We have constructed a Bogomolov unstable subsheaf \({\mathcal {F}}_2\) of \({\mathcal {F}}\) and we claim that \({\mathcal {F}}_1\) is its maximal Bogomolov destabilizing subsheaf. Indeed, if \({\mathcal {F}}_1\) is not a maximal Bogomolov destabilizing subsheaf of \({\mathcal {F}}_2\), then there exists a Bogomolov semistable (locally free) subsheaf \({\mathcal {F}}'\) such that \({\mathcal {F}}_1\subset {\mathcal {F}}'\subset {\mathcal {F}}_2\) and such that \(c_1({\mathcal {F}}')/r'-c_1({\mathcal {F}}_2)/r_2\in N^+(X)\).
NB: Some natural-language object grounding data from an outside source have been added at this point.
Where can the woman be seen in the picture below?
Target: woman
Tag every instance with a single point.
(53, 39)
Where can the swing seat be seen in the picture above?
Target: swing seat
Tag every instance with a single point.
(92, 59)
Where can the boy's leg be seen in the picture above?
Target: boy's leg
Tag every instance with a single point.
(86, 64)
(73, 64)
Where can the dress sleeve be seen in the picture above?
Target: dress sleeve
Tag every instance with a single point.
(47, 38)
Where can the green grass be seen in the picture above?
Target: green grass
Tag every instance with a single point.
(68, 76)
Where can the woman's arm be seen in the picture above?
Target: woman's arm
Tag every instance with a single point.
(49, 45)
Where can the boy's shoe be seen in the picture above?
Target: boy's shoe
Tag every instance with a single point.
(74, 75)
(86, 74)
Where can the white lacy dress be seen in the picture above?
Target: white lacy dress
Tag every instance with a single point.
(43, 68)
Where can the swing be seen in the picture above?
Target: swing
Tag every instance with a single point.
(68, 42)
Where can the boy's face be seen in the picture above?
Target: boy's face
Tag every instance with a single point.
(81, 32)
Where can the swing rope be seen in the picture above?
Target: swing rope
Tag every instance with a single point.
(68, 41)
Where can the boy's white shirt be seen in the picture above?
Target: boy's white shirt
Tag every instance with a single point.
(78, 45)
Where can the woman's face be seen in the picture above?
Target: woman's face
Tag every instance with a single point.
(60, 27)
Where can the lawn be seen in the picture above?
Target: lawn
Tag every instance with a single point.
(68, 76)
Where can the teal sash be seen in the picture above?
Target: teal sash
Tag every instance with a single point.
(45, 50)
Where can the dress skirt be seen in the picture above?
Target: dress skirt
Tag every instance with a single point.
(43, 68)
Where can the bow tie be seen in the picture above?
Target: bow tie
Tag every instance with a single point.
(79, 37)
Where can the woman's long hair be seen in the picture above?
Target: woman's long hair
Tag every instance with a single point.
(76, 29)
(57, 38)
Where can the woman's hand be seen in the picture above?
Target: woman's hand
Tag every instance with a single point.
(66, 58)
But then, by the previous argument,

$$\begin{aligned} \frac{c_1({\mathcal {F}}')}{r'}-\frac{c_1({\mathcal {F}})}{r} = \bigg (\frac{c_1({\mathcal {F}}')}{r'}-\frac{c_1({\mathcal {F}}_2)}{r_2}\bigg ) +\bigg (\frac{c_1({\mathcal {F}}_2)}{r_2}-\frac{c_1({\mathcal {F}})}{r}\bigg ) \in N^+(X), \end{aligned}$$

contradicting the maximality of \({\mathcal {F}}_1\). \(\square \)